Mariana Zahar, quando baixou a planilha com a descrição dos livros de sua editora que se enquadrariam no acordo, ficou pasma. Em vez dos cerca de 50 títulos que imaginava disponíveis, havia 750. Agora, ela precisa decifrar, junto com os advogados acionados pelo sindicato, as mais de 400 páginas que descrevem o acordo, e discutir com os seus colegas o que é mais saudável para o mercado: acatar ou não as regras do jogo, que está, atualmente, repleto de pontos obscuros.

– O caso de livros de literatura estrangeira que já estiveram no nosso catálogo, mas estão agora esgotados, por exemplo, nos traz um problema. Porque os direitos da obra em si foram revertidos para a fonte original, mas os direitos para tradução para o português é nossa. O que fazer? – pergunta.

Em meio às dúvidas de Mariana, se sobressai o desconhecimento de editores e autores brasileiros, que ainda sequer começaram a moldar uma opinião sobre o assunto.

– Não estou totalmente a par – explicou elegantemente Bernardo Carvalho.

– Não estou acompanhando a discussão – disse Patricia Melo.

– Estou totalmente por fora desse assunto. Sou um péssimo internauta – assegurou Milton Hatoum.

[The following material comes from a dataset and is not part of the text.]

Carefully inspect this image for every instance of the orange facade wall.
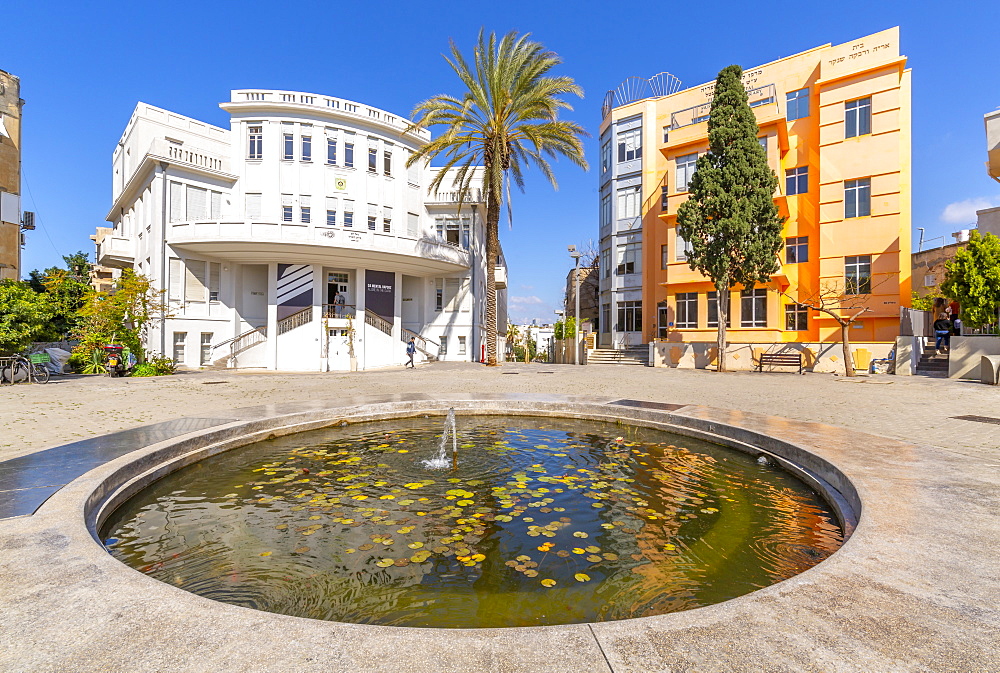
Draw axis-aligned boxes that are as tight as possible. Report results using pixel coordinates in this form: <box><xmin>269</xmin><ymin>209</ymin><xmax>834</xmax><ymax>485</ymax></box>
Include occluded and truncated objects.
<box><xmin>607</xmin><ymin>28</ymin><xmax>910</xmax><ymax>347</ymax></box>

Já Daniel Galera é um dos poucos a ter uma opinião mais definida:

– Apóio a digitalização de livros e acho que as empresas que investirem nisso devem, sim, ter direito a uma parcela de copyrights. Mas não preciso liberar um livro meu para o Google Books porque posso eu mesmo colocar o texto na rede e distribui-lo da forma que quiser.